Les groupes ainsi constitués, ils purent emprunter les trois chemins différents : Homaï celui du milieu, Makis et Shamë celui de droite et enfin Chamno et Sauwia la voie de gauche. Après quelques mètres de marche seulement, ils furent avalés par l'obscurité et ne parvinrent plus à voir ni à entendre leurs compagnons. La mage-guerrière marchait d'un pas déterminé, les poings serrés. Le Néophyte la suivait de façon plus hésitante, ne cessant de se retourner pour vérifier que rien ne surgissait de l'ombre. Il manqua de la percuter lorsqu'elle marqua un brusque arrêt.
— Je suppose que Chamno n'avait pas prévu ça en nous proposant de nous diviser, dit-elle d'un ton aussi froid que l'obsidienne qui couvrait le sol.
Trois nouvelles possibilités se présentaient à eux. Makis comprit alors qu'ils se trouvaient dans un véritable labyrinthe.
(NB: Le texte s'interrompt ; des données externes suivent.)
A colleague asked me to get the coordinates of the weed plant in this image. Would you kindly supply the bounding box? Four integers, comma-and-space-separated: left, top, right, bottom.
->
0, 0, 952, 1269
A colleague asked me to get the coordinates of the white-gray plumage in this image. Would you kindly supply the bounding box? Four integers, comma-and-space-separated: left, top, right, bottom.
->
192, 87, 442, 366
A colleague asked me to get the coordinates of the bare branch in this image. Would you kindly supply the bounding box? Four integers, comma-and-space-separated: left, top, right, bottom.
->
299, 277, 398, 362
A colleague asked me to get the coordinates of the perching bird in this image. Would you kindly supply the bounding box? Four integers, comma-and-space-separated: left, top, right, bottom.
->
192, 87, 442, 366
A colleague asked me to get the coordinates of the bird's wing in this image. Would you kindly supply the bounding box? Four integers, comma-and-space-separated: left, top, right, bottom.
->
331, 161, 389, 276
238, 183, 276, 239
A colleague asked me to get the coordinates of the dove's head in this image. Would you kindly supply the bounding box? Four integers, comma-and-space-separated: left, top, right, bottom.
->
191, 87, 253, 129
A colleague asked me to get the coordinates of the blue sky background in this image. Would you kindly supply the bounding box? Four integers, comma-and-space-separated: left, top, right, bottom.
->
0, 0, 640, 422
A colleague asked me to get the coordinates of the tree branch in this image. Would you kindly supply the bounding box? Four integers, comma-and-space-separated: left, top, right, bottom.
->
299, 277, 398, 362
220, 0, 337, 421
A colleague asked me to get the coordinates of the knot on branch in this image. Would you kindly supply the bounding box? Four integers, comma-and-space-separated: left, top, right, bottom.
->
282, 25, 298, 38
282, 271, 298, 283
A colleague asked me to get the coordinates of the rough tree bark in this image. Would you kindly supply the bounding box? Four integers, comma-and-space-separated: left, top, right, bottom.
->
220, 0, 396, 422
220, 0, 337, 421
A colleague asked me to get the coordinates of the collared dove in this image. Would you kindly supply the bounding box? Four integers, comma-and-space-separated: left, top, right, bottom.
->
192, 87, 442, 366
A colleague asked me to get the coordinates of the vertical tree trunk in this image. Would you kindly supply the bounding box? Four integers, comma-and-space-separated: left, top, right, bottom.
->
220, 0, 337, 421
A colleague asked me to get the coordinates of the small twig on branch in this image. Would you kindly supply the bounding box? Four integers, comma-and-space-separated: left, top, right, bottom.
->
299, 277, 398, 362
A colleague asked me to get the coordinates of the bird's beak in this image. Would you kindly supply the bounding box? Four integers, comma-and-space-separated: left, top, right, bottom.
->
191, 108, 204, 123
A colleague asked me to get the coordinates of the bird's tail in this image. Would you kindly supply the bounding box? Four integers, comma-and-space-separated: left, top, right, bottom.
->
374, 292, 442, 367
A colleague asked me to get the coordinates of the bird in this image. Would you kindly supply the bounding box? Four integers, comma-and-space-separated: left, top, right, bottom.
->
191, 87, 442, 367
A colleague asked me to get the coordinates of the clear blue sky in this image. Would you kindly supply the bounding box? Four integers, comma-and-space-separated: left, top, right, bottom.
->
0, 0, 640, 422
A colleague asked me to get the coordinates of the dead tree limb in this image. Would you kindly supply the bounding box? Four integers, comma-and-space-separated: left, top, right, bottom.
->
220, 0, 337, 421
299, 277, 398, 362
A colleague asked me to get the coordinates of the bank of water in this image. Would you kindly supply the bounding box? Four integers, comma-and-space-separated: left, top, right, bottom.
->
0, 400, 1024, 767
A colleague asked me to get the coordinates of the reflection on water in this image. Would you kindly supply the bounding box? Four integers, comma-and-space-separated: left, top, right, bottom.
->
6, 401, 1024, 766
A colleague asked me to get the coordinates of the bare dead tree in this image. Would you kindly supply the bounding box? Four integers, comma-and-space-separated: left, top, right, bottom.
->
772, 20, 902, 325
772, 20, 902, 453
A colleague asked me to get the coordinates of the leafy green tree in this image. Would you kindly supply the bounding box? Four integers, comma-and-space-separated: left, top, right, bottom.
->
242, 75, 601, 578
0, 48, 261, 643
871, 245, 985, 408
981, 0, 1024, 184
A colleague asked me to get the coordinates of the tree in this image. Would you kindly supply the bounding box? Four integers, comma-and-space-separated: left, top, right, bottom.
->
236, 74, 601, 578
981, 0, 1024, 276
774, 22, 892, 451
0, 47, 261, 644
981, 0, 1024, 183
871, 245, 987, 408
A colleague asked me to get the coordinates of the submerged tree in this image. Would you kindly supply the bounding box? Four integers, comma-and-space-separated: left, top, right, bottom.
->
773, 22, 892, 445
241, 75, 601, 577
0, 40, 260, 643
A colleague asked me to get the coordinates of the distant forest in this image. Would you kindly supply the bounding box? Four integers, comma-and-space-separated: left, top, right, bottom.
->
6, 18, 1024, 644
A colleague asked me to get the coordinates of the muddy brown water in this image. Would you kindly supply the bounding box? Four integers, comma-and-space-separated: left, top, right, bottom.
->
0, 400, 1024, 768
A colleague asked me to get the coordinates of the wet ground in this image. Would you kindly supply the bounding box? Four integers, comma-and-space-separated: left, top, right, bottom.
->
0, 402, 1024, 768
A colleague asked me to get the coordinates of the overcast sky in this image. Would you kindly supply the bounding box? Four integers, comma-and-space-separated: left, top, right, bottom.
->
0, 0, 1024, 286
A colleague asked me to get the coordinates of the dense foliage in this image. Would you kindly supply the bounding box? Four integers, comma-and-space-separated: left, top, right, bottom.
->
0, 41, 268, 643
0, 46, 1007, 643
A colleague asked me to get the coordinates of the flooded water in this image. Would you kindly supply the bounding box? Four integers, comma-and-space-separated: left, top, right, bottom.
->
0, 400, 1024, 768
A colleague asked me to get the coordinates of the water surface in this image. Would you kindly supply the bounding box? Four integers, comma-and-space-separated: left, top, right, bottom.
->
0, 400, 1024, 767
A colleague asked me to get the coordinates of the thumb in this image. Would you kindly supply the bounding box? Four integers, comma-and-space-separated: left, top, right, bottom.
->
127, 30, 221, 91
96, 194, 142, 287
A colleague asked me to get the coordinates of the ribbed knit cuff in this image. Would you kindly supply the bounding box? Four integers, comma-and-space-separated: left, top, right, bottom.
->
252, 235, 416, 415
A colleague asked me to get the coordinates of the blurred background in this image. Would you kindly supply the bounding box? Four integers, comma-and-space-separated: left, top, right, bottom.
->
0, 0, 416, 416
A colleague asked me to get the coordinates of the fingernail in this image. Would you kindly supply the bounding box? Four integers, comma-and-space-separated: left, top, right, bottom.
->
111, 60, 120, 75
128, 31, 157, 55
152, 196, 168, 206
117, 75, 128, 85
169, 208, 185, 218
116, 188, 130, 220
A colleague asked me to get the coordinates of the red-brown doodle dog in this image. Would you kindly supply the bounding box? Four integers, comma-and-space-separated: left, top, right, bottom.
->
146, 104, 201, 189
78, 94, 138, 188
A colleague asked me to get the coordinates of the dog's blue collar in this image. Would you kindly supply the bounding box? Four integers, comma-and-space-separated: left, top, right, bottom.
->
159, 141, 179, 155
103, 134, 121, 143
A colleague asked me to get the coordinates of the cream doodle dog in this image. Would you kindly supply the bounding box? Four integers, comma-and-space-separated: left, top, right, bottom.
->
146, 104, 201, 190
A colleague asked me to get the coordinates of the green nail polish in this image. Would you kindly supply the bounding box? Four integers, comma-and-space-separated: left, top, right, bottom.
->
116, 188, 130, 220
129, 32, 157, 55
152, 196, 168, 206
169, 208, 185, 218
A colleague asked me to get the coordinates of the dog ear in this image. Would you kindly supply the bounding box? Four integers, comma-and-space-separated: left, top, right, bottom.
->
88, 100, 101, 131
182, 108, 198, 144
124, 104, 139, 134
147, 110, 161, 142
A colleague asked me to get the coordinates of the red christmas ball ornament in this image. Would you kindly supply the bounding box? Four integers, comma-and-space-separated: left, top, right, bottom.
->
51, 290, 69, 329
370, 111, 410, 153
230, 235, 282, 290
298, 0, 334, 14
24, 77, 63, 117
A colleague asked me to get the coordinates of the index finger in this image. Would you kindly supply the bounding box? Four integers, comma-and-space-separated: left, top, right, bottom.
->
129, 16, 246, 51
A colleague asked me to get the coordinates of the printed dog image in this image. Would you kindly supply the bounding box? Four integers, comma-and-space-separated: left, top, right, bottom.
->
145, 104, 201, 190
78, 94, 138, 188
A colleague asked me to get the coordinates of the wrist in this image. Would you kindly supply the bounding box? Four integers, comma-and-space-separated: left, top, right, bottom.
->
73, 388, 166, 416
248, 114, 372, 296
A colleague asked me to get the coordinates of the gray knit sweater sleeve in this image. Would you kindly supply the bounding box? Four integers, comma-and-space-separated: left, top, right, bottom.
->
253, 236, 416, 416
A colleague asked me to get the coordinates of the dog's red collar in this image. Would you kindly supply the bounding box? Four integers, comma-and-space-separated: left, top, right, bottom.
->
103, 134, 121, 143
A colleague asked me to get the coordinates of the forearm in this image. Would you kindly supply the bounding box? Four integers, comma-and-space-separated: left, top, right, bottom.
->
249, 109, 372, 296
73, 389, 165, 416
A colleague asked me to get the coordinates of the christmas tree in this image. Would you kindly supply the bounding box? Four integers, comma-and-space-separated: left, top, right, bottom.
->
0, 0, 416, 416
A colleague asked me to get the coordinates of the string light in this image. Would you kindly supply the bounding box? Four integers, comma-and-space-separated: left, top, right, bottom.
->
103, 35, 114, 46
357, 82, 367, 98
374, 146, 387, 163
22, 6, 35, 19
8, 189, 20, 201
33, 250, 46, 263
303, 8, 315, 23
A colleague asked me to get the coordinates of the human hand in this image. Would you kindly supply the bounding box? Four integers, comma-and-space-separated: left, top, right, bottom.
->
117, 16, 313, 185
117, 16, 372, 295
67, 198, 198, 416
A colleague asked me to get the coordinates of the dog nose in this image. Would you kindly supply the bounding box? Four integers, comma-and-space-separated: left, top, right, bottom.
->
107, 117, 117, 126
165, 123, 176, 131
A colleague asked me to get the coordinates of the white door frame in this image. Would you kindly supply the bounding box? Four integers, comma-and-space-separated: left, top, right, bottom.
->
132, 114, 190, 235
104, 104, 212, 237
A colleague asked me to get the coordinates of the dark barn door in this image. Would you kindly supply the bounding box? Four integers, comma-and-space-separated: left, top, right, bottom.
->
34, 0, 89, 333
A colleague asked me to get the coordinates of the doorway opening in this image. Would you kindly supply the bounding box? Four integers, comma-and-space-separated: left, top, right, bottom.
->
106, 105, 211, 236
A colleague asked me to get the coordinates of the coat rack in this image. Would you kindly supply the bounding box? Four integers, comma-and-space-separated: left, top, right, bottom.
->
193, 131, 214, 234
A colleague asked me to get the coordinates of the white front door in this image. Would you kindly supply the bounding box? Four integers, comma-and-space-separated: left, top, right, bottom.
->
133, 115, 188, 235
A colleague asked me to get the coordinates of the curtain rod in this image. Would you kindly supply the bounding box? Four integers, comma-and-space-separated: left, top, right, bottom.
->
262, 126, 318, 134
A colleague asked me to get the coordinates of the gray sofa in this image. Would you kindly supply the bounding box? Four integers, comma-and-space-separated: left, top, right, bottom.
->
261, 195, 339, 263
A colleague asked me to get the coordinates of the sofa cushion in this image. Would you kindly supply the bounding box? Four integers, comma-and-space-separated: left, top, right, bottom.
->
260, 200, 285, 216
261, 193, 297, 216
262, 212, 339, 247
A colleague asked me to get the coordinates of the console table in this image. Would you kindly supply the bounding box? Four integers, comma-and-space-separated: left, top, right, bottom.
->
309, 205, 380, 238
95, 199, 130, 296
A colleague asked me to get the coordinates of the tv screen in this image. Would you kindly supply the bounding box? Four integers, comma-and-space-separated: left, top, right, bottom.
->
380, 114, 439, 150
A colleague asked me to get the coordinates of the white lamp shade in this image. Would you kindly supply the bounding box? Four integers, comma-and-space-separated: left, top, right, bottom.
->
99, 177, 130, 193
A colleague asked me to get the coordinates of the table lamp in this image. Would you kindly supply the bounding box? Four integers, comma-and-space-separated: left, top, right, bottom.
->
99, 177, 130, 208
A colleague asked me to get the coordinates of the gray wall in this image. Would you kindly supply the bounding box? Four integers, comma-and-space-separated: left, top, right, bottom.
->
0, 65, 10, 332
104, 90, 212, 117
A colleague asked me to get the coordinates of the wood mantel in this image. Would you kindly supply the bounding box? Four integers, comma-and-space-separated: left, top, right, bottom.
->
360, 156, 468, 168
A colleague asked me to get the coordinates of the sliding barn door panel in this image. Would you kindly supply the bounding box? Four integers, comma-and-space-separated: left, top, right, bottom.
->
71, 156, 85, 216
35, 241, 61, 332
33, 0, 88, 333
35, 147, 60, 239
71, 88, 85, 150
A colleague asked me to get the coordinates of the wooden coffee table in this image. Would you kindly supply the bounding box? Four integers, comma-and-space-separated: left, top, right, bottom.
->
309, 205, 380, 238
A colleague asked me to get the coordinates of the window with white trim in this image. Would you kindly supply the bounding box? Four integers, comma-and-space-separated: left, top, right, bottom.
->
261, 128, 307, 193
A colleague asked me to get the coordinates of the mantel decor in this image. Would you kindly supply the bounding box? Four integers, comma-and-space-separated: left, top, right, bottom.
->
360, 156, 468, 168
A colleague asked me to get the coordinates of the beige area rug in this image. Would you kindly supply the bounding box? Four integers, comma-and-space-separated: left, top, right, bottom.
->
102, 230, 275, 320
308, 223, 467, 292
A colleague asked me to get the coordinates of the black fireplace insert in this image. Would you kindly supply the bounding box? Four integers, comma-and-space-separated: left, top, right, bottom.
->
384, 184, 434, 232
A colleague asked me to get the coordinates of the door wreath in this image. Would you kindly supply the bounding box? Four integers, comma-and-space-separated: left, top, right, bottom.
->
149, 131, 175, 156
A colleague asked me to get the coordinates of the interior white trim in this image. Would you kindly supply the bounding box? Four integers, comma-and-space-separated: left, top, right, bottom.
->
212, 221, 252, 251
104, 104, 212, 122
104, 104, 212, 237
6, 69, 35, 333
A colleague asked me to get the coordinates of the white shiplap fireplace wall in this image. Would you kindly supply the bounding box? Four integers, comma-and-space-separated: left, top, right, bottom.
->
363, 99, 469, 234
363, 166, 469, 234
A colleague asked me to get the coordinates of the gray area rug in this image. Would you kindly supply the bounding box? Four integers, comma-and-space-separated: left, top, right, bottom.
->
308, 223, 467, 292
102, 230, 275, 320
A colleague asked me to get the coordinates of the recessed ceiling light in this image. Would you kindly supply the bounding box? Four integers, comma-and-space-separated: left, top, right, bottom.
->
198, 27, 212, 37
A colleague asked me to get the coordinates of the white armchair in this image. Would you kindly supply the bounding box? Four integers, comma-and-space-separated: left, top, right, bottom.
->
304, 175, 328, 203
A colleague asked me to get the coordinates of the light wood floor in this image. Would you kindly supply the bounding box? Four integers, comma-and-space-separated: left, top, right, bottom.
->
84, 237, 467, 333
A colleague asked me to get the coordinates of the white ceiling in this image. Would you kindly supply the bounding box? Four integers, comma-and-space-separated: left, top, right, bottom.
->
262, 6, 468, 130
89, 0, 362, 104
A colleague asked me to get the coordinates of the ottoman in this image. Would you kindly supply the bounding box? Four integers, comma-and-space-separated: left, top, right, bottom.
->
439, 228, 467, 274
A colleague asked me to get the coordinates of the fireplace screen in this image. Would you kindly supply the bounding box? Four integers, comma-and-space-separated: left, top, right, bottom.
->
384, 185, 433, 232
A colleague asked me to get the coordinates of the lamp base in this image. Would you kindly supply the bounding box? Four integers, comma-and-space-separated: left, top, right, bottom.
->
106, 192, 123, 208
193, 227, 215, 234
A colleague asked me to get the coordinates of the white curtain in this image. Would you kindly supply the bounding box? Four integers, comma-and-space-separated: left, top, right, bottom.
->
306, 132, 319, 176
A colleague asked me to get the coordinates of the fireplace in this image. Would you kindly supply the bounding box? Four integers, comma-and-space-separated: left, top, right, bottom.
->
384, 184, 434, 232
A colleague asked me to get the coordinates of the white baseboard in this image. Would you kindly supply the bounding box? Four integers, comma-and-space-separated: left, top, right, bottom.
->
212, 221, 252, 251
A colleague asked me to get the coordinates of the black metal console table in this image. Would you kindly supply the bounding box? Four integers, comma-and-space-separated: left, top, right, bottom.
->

— Par où irais-tu ? s'enquit la Wazkaëf.
— À droite ! répondit instantanément le garçon, la droite étant la direction qu'il choisissait systématiquement.
— Allons à gauche, dans ce cas, lança-t-elle cependant en jetant à Makis un regard moqueur.
Avant de s'engager, elle marqua une croix sur le sol au cœur de l'intersection et une autre sur le chemin qui les avait conduits là. Ils reprirent ensuite leur progression, les flambeaux s'éclairant régulièrement sur leur passage. Après des séries de virages qui leur firent perdre toute notion d'orientation, ils débouchèrent à un croisement.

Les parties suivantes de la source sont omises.